The Missouri in the Civil War Message Board

Re: MSM acting in other states
In Response To: Re: MSM acting in other states ()

Hi Leonard,
I would say your statement "The role of the Native American in the CW is complex" is the understatement of the day! ;-) Both of the Cherokee factions allied with the Confederacy or with the Union had a primary interest -- keeping their soveriegnty and landbase as a nation. The US Supreme Court coined the designation "domestic dependent nation" to the Cherokee which was applied to all the so-called Five Civilized Tribes (Cherokee, Chickasaw, Choctaw, Muscogee or Creek, and Seminole). They did not want to be US citizens -- I only mentioned they were not US citizens to say there were three regular Union regiments made up of non-US citizens (except for white officers). They had their own governments and systems of law and national boundaries. They had decades of treaties with the US and were dependent on the US govt in many ways. The more traditionalist factions of the tribes wanted to remain neutral, an impossibility, but had close ties to their anti-slavery missionaries and looked to the US for protection. The more progressive, capitalist, rising middle-class, businessmen factions of the tribes had economic ties to the adjacent southern states, understood US politics better, were English-educated and sent their kids to schools in the adjacent states.

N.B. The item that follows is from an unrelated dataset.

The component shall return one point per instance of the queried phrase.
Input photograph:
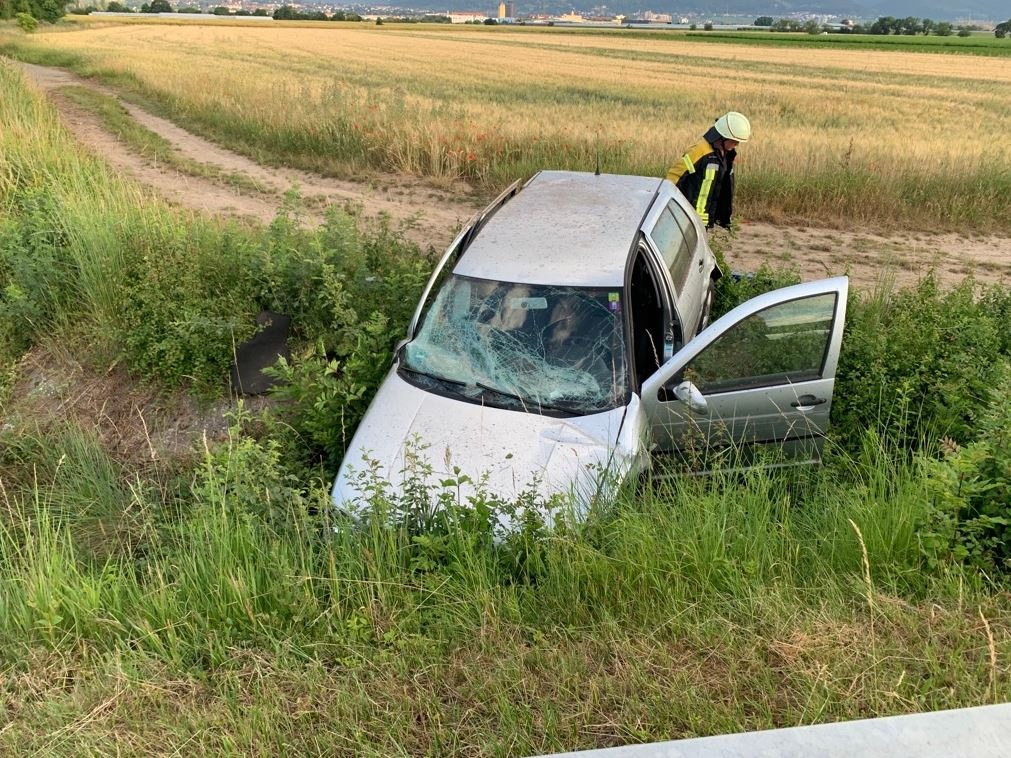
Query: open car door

I didn't mean to overstate the connection between Watie's 1st Cherokee Mtd Volunteers and Quantrill, Livingston, and others. The records do show a few of Watie's men on detached service with Livingston -- probably Missouri men in Watie's regiment. The Cherokee did have business ties to southwest Missouri and northwest Arkansas. Folklore says Quantrill was staying with a Cherokee and accompanied an "unofficial" contingent of Cherokee to Wilson's Creek in 1861. Col. Adair, of the 2nd Cherokee Mtd Vols, mentions in a report in 1864 that he heard Quantrill was passing through the vicinity (in the southwestern Muscogee Nation) and that he hoped to connect with Gordon for a raid into the Cherokee Nation. When Watie was encamped near Webbers Falls in the Cherokee Nation (1862-63), Livingston had a picket and a smallpox hospital just a few miles down river watching the right flank.

I'm not familiar with Alvin Josephy's book. I would recommend Edward's "The Prairie was on Fire: Eyewitness Accounts of the Civil War in the Indian Territory" and the chapter on the Indian Territory in Mark Christ's "Civil War Arkansas 1863: The Battle for a State".